Site: http://www.cybout.com/cgi-bin/product_info?item=30271
Product Name : Corel WordPerfect 3.5  - ACADEMIC
Company name : Corel
Price        : $29.95
Platform     : Mac/PwrMac  
Overall Quality:1.1428572 Usefulness:2
Future Usefulness:2 Ease of Use:2 Power:1
Stability:2 Enjoyability:1 Value:1
Processing Accuracy(Degree of Belief):
    GENRES=0 PRODUCTID=0.8 COMPANYID=1.0 PRICE=1.0 
    PROCESSOR=0.6  DISKSPACE=0 PLATFORM=0.8  
Review Consistency :  
    <Product Quality, Search Quality> = 
        <1.1428572,2>,<2,1>,<0.42857143,1>

After this the final decision making process begins by first pruning the object set of products which have insufficient information to make accurate comparisons. The data for the remaining objects is then assimilated. Discrepancies are resolved by generating a weighted average of the attribute in question where the weighting is determined by the quality of the source. The Decision Maker determines which product should be recommended to the client as one which best satisfies the specifications. The Decision Maker looks at every qualifying object and computes a total score which represents the degree to which the product satisfies the client's query. Since each product has several features crucial for the decision process, such as price, quality, reliability of information sources, the score represents all these features based on how important it is to the client (determined by the weights assigned by the client). For instance the overall score takes on this form

overall_score = price_score * price_weight + quality_score * quality_weight + hardware_score*hardware_weight

Besides the recommendation of the best product and information about all other qualifying products, BIG also provides an evaluation of its own decision process to the client. Decision evaluation includes two factors, the decision quality and decision confidence. Decision quality is a 3-dimensional vector, namely <Number of Products, Information Coverage, Information Quality>.
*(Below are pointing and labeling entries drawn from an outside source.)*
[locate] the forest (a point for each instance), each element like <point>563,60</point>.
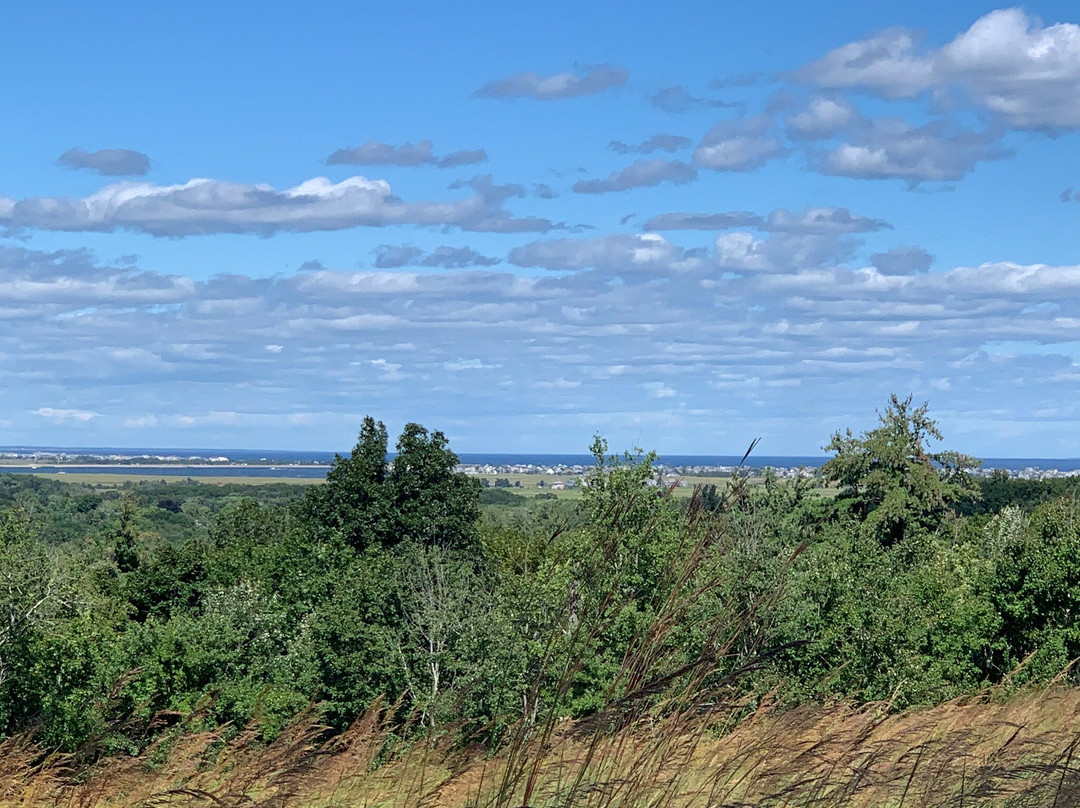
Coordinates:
<point>136,618</point>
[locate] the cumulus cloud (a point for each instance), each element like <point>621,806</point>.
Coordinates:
<point>388,256</point>
<point>201,206</point>
<point>617,253</point>
<point>66,416</point>
<point>639,174</point>
<point>740,145</point>
<point>567,84</point>
<point>751,313</point>
<point>902,260</point>
<point>823,117</point>
<point>676,99</point>
<point>1008,63</point>
<point>890,148</point>
<point>662,142</point>
<point>107,162</point>
<point>374,152</point>
<point>703,220</point>
<point>810,220</point>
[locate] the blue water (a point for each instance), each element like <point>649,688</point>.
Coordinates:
<point>285,460</point>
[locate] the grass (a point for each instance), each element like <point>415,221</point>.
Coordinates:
<point>1020,753</point>
<point>674,731</point>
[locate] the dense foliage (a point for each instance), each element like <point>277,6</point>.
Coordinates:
<point>124,610</point>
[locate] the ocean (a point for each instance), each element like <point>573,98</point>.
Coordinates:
<point>313,465</point>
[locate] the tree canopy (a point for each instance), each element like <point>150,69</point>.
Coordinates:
<point>889,477</point>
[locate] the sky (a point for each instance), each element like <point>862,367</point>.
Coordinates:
<point>680,227</point>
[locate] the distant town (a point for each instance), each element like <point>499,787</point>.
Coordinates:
<point>568,474</point>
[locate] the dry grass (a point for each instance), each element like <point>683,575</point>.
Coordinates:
<point>672,735</point>
<point>1017,753</point>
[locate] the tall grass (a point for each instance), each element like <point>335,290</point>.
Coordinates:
<point>674,731</point>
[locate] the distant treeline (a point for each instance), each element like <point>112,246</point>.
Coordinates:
<point>126,613</point>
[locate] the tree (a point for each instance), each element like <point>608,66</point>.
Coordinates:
<point>889,479</point>
<point>370,502</point>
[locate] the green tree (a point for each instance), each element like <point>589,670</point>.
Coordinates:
<point>419,497</point>
<point>890,481</point>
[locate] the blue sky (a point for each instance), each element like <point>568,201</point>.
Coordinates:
<point>240,225</point>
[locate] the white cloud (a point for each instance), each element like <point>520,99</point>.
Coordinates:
<point>201,206</point>
<point>552,88</point>
<point>65,416</point>
<point>1007,63</point>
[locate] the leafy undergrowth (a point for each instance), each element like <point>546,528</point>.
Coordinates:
<point>1016,752</point>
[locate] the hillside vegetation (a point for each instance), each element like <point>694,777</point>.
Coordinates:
<point>383,640</point>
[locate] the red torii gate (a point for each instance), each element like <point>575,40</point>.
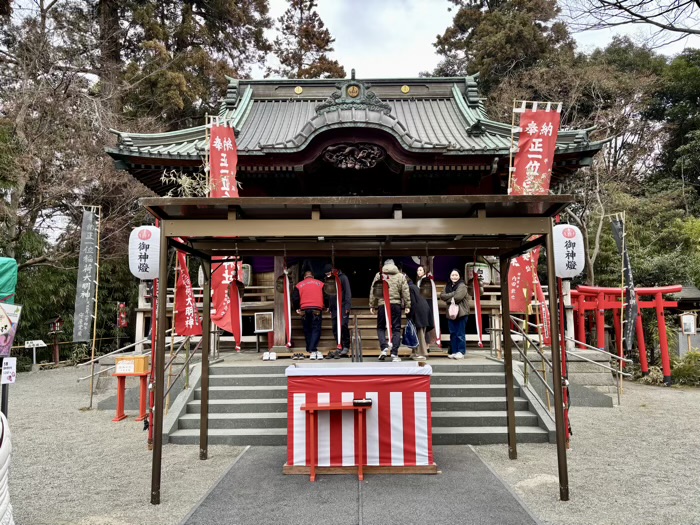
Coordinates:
<point>599,299</point>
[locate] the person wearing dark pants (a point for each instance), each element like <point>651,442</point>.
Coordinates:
<point>395,328</point>
<point>456,292</point>
<point>310,301</point>
<point>346,303</point>
<point>399,298</point>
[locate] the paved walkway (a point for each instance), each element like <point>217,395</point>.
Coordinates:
<point>254,491</point>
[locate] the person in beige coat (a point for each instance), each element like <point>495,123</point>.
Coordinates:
<point>399,297</point>
<point>456,290</point>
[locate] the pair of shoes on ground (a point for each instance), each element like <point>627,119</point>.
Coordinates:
<point>385,353</point>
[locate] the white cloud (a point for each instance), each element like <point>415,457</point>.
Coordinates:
<point>394,38</point>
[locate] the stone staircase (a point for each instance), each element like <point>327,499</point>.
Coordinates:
<point>248,406</point>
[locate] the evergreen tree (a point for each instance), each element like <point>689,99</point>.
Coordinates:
<point>303,48</point>
<point>499,37</point>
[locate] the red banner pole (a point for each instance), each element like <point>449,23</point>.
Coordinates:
<point>151,397</point>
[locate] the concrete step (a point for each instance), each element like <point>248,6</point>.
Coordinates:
<point>468,378</point>
<point>481,418</point>
<point>221,406</point>
<point>276,379</point>
<point>464,404</point>
<point>227,436</point>
<point>237,420</point>
<point>486,435</point>
<point>478,390</point>
<point>244,392</point>
<point>269,368</point>
<point>280,391</point>
<point>439,366</point>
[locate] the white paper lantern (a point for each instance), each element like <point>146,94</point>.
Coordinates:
<point>483,270</point>
<point>569,255</point>
<point>144,252</point>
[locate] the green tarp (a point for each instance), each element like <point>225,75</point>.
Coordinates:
<point>8,280</point>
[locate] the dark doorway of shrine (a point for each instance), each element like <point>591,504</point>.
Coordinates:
<point>329,181</point>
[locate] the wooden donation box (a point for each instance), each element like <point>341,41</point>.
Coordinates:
<point>326,429</point>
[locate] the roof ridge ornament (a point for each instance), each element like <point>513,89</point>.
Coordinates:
<point>353,94</point>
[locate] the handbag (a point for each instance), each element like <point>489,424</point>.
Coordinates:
<point>453,310</point>
<point>410,336</point>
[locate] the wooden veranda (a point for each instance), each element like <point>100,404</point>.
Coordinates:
<point>499,225</point>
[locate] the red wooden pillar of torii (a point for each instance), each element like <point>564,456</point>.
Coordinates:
<point>641,344</point>
<point>663,339</point>
<point>600,320</point>
<point>609,298</point>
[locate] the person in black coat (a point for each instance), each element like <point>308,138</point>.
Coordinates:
<point>422,318</point>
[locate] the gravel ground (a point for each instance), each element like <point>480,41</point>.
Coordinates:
<point>638,463</point>
<point>633,464</point>
<point>72,466</point>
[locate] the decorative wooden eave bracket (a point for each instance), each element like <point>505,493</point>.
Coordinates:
<point>353,94</point>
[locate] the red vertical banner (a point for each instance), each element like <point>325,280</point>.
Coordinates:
<point>531,174</point>
<point>187,320</point>
<point>223,161</point>
<point>477,306</point>
<point>223,272</point>
<point>532,167</point>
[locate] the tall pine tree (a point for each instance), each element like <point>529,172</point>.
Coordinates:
<point>498,37</point>
<point>303,48</point>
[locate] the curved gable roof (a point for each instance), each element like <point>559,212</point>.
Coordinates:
<point>435,115</point>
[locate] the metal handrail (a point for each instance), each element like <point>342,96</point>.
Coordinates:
<point>147,340</point>
<point>617,370</point>
<point>534,344</point>
<point>104,370</point>
<point>182,344</point>
<point>184,366</point>
<point>600,350</point>
<point>542,379</point>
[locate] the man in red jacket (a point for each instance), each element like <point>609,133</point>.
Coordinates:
<point>310,301</point>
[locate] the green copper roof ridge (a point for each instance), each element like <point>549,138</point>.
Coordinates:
<point>462,106</point>
<point>243,110</point>
<point>243,104</point>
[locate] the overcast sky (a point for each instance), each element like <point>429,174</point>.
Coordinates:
<point>394,38</point>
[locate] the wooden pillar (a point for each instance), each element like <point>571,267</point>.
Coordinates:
<point>159,365</point>
<point>508,359</point>
<point>206,339</point>
<point>556,370</point>
<point>278,321</point>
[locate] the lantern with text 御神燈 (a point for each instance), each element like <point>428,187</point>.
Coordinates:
<point>144,252</point>
<point>569,255</point>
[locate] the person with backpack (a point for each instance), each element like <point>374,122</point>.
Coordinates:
<point>399,295</point>
<point>421,318</point>
<point>456,295</point>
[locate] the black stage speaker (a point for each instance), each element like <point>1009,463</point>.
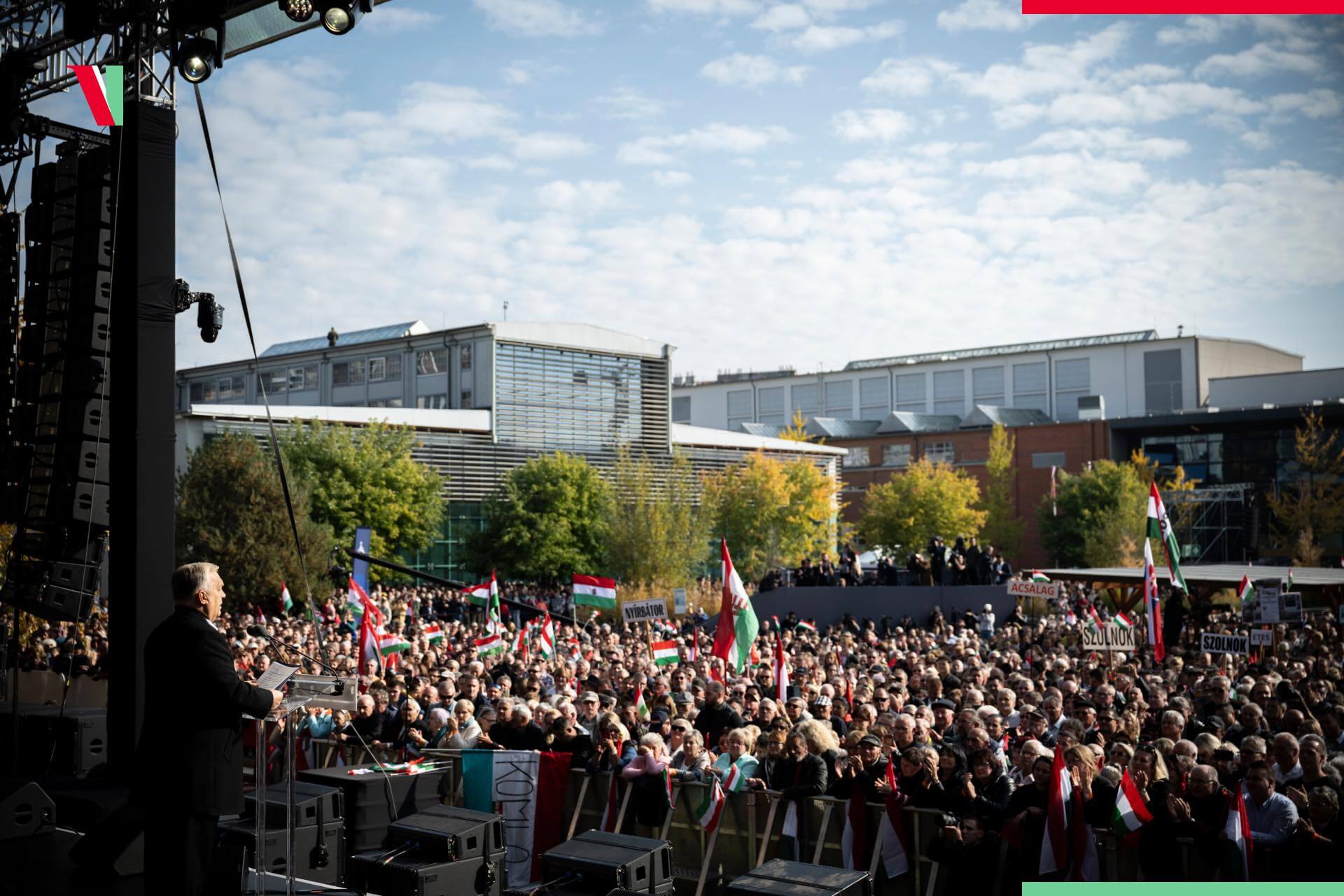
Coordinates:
<point>314,804</point>
<point>24,809</point>
<point>311,843</point>
<point>447,833</point>
<point>410,876</point>
<point>116,844</point>
<point>600,862</point>
<point>780,878</point>
<point>369,811</point>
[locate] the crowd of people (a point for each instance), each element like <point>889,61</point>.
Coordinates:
<point>971,711</point>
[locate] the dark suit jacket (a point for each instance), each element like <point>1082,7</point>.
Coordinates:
<point>191,745</point>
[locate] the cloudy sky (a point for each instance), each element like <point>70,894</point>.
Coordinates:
<point>771,184</point>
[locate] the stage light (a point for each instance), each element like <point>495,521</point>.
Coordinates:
<point>298,10</point>
<point>340,16</point>
<point>195,59</point>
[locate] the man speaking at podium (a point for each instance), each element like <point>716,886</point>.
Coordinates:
<point>191,745</point>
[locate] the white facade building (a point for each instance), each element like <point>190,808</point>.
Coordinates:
<point>1133,374</point>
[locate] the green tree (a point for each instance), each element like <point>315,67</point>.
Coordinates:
<point>926,500</point>
<point>772,511</point>
<point>659,528</point>
<point>1101,516</point>
<point>1312,507</point>
<point>366,476</point>
<point>547,520</point>
<point>1003,527</point>
<point>232,512</point>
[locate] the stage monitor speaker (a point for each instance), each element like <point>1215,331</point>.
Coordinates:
<point>447,834</point>
<point>412,876</point>
<point>780,878</point>
<point>116,844</point>
<point>307,809</point>
<point>24,809</point>
<point>600,862</point>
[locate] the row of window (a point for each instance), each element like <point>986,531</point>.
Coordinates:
<point>988,386</point>
<point>899,454</point>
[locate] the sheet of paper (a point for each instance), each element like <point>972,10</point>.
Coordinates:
<point>276,675</point>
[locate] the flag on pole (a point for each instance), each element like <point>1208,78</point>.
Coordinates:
<point>594,592</point>
<point>891,833</point>
<point>711,806</point>
<point>489,645</point>
<point>781,671</point>
<point>1130,813</point>
<point>1238,830</point>
<point>1160,527</point>
<point>1152,603</point>
<point>738,625</point>
<point>664,653</point>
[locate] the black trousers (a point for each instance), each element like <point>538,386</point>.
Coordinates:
<point>179,849</point>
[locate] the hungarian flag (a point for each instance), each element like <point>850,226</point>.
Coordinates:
<point>711,806</point>
<point>1130,813</point>
<point>1160,527</point>
<point>1152,605</point>
<point>546,637</point>
<point>369,641</point>
<point>664,653</point>
<point>738,626</point>
<point>594,592</point>
<point>531,789</point>
<point>891,833</point>
<point>1238,830</point>
<point>855,837</point>
<point>781,671</point>
<point>489,645</point>
<point>1069,843</point>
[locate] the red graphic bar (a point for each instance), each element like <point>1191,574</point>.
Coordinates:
<point>1182,7</point>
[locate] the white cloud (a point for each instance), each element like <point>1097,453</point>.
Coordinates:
<point>913,77</point>
<point>986,15</point>
<point>785,16</point>
<point>825,38</point>
<point>671,178</point>
<point>550,146</point>
<point>400,22</point>
<point>1119,141</point>
<point>723,8</point>
<point>882,125</point>
<point>1313,104</point>
<point>585,197</point>
<point>1260,61</point>
<point>628,104</point>
<point>717,137</point>
<point>753,71</point>
<point>537,18</point>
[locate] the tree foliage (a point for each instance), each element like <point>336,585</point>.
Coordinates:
<point>1101,516</point>
<point>659,528</point>
<point>772,511</point>
<point>366,476</point>
<point>232,512</point>
<point>547,520</point>
<point>1313,505</point>
<point>1003,527</point>
<point>926,500</point>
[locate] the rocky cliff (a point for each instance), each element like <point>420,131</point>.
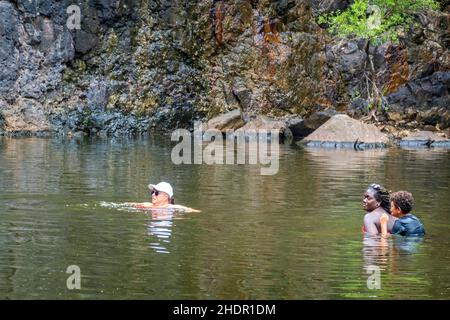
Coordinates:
<point>133,66</point>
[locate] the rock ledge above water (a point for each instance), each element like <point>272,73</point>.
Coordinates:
<point>341,131</point>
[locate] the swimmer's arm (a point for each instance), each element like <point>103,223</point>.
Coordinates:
<point>186,209</point>
<point>369,225</point>
<point>141,204</point>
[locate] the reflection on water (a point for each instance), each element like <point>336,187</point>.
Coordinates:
<point>293,235</point>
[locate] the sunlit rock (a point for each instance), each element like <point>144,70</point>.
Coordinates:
<point>342,131</point>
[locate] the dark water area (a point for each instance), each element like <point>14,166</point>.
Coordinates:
<point>293,235</point>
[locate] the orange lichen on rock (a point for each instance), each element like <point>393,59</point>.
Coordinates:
<point>218,22</point>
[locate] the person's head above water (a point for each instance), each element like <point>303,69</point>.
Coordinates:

**Figure:** Advantages of Document Classification

Number of Products: is the number of qualified competing products that the agent has found. The more products the agent has to choose among, the higher is the quality of the decision.
Information Coverage: is the total number of documents the agent has processed. As Information Coverage increases, so does decision quality.
Information Quality: is the number of documents weighted by their source, namely high quality sources, medium quality sources, and low quality sources respectively.

Decision confidence is a 2-dimension vector < Information Accuracy, Information Confidence >

Information Accuracy: measures the accuracy of document processing. Since information extracting process is not perfect for any document, the information extractors provide the degree of beliefs in their extractions. Information accuracy is a weighted average of the degree of beliefs of each feature of the product.
Information Confidence: is the measure which determines how closely the recommended product satisfies client specifications. This is computed from the score distribution of products.

In our sample run the object selected by the Decision Maker was Corel WordPerfect3.5 We should note that BIG did not differentiate the academic version of WordPerfect from the commercial version; this is important because the recommendation of the academic version of WordPerfect is not valid when the client is not a student. In fact, in this short sample trace BIG was not given sufficient time to discover the commercial version of the product. If BIG is given the same query with a larger time allotment it will generally discover the non-academic version of the products and for a test case where BIG is given 20 minutes to search for information, BIG recommends the commercial version rather than the academic version. Since academic pricing is more than an occasional issue in our searches, we should rectify the situation by adding a heuristic text processing method that identifies the academic edition keywords and appropriately tags the object / price so that such products are considered only in cases where academic products are valid.